One related matter, however, may continue triggering employer’s concerns.
Their costs with benefits for employees’ dependents are neither addressed by Law 8,212/1991, nor by the labour reform. Thus, although in our opinion the law is clear enough to exempt the employers’ costs with health and dental insurance from social contributions, some companies have already faced notices of violations and relevant levies due to the peculiar tax authorities’ interpretation that only costs with employees would be comprised by the exemptive law.
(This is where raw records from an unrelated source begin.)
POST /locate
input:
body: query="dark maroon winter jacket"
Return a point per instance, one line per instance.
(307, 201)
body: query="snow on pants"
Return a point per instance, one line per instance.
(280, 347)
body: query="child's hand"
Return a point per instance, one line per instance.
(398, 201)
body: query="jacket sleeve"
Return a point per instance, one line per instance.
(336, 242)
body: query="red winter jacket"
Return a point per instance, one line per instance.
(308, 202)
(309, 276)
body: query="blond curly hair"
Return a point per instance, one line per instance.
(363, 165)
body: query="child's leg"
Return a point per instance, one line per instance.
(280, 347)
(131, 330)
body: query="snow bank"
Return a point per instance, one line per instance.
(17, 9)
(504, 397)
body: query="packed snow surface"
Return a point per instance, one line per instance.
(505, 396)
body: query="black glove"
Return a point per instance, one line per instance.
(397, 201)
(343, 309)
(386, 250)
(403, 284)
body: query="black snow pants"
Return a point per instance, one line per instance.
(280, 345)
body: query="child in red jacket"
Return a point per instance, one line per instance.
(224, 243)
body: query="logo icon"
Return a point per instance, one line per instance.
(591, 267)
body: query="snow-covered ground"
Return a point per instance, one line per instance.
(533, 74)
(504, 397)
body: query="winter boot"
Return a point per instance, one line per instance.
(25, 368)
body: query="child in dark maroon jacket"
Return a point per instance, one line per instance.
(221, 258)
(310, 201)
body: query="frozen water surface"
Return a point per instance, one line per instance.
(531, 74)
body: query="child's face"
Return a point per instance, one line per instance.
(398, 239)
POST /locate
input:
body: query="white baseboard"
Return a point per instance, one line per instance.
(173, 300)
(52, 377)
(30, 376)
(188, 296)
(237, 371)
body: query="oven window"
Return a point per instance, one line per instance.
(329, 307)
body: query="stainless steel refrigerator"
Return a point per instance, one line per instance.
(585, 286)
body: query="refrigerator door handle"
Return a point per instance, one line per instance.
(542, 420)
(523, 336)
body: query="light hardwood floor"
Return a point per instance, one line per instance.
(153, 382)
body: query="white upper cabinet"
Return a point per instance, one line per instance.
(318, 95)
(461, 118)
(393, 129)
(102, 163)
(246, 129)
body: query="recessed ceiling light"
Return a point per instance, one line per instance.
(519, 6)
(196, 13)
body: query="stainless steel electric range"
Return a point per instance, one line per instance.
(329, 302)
Another important modification brought by the labour reform concerning social security system is related to the following payments that will not be considered as part of the salaries for labour or social security purposes, even when they are customary, and regardless of their amounts:
a) expense allowances (usually applicable in case of relocations);
b) food allowances, such as meal vouchers (except for payments in cash);
c) work travel allowances (currently the payment is limited to 50% of the em ployee’s salary, otherwise the whole amount is considered salary and basis for social contributions);
d) performance award and bonuses.
Finally, the labour reform also changed paragraph 2 of Article 58 of the CLT, which currently establishes that the time spent by the employee in commuting is not considered work time, unless the employees use transportation provided by the employer because they live in places difficult to reach and without public transportation. With the new Law 13.467/2017, besides stating that the time for commuting will not be considered work time, the new CLT will also reinforce that the employees will not be at the employer’s disposal while they are going back and forth from home to work.
In our opinion, however, this will be also an important change in respect to social security benefits, because nowadays commuting accidents in Brazil are considered as work accidents in accordance with Law 8,212/1991, regardless of the fact that the employees are not working or at the employers’ disposal.
Thus, once a commuting accident occurs nowadays and the employee receives any social security benefits due to such work-related accident, the employer is prevented from dismissing the employee without cause for 12 months as of the date when the worker returns to work. Besides, the employer must continue paying the employee’s unemployment severance fund (which corresponds to 8% of the employee’s monthly salary) during a sick leave triggered by a commuting accident. Finally, the law forces the employer to issue a formal work accident communication to the National Institute of Social Security within one day as of a commuting accident and the employer’s failure to do so triggers fines imposed by the authorities.
Thus, in our opinion, art. 21, IV, “d” of Law 8,213/1991, which is the social security law currently considering commuting accidents as work-related accidents, will be incompatible with the new paragraph 2 of article 58 of the CLT. This situation may be interpreted as a revocation of the first wording by the second, and thus be used by employers to try to obtain judicial decisions against that social security law.